It’s been a couple of weeks since I handed in my final portfolio and completed my MA in Creative Writing at Lancaster University. I thought I’d let the dust settle before I reflected on the experience. Now it’s over I feel…what do I feel? Exhausted; relieved; bereft.
Deciding to study for the MA in Creative Writing at Lancaster University was definitely one of the best decisions I’ve made in my life and certainly one of the most rewarding learning experiences I have ever had. Before I applied I looked at various creative writing courses, but most of them seemed to be focused on delivering it as a one year full time course or as short courses. After having a baby and giving up full time work, I was keen for, and actively seeking, the rigour that an MA provides, to give my life some sort of structure that was not wholly centred on my daughter’s routine. I chose Lancaster because of its good reputation and because it offered a way of studying for the MA via distance learning over a two year duration.I’ll admit, I didn’t give too much though to the transcultural focus of the course, which is one of the aspects that sets the DLMA at Lancaster apart from its competitors. I thought of the course only as a support mechanism to help me finish the novel I had been working on. Now, however, I realise that the transcultural element of the MA at Lancaster was key to my enjoyment of the course and also my development as a writer. Before the MA I don’t think I had ever really considered the impact that different cultures having on the reading and understanding of a piece of poetry or fiction writing. Now I realise that the best writing transcends social, cultural and racial boundaries and invites understanding whatever the subject or cultural content.
So what else I have learnt? The answer is, too much for one blog post. And so, I’ve decided to write a little mini series I’m calling ‘Why Do A Course In Creative Writing’. I know, it’s catchy, right?

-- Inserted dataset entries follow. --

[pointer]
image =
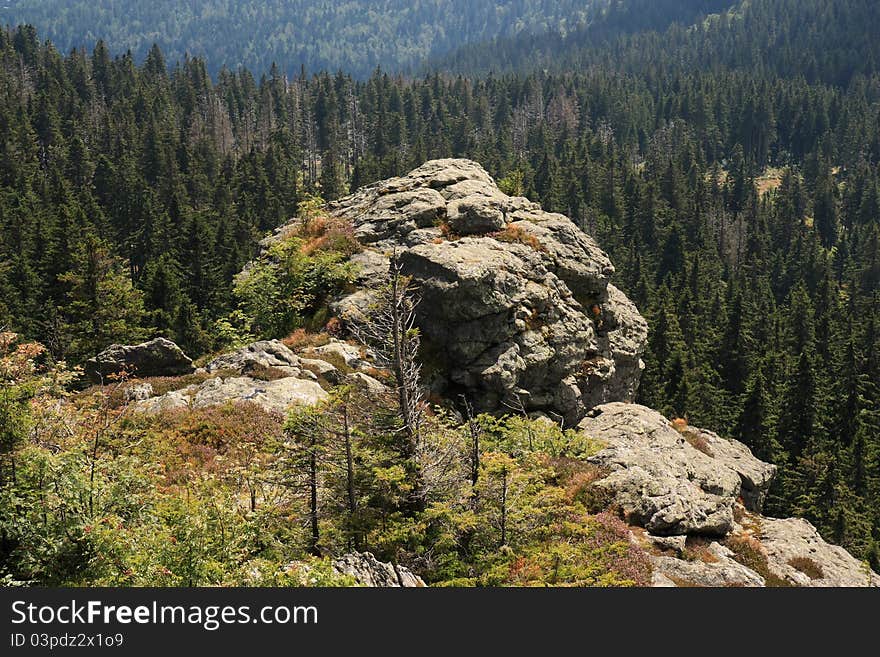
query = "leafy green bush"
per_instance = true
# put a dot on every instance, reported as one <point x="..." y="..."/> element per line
<point x="292" y="280"/>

Over the next few weeks I’ll outline some of my key learnings and observations from studying for the MA in Creative Writing at Lancaster University, in the hope that the information might help someone else out there considering a course in Creative Writing. I’ll aim to keep my posts short and specific, but if there is anything anyone feels I’ve skimmed over or missed out completely, please post a comment and I will do my best to rectify. The first post covers that age old question: can creative writing be taught? It will be up shortly.
Good luck to anyone considering a course in creative writing. Hope this helps!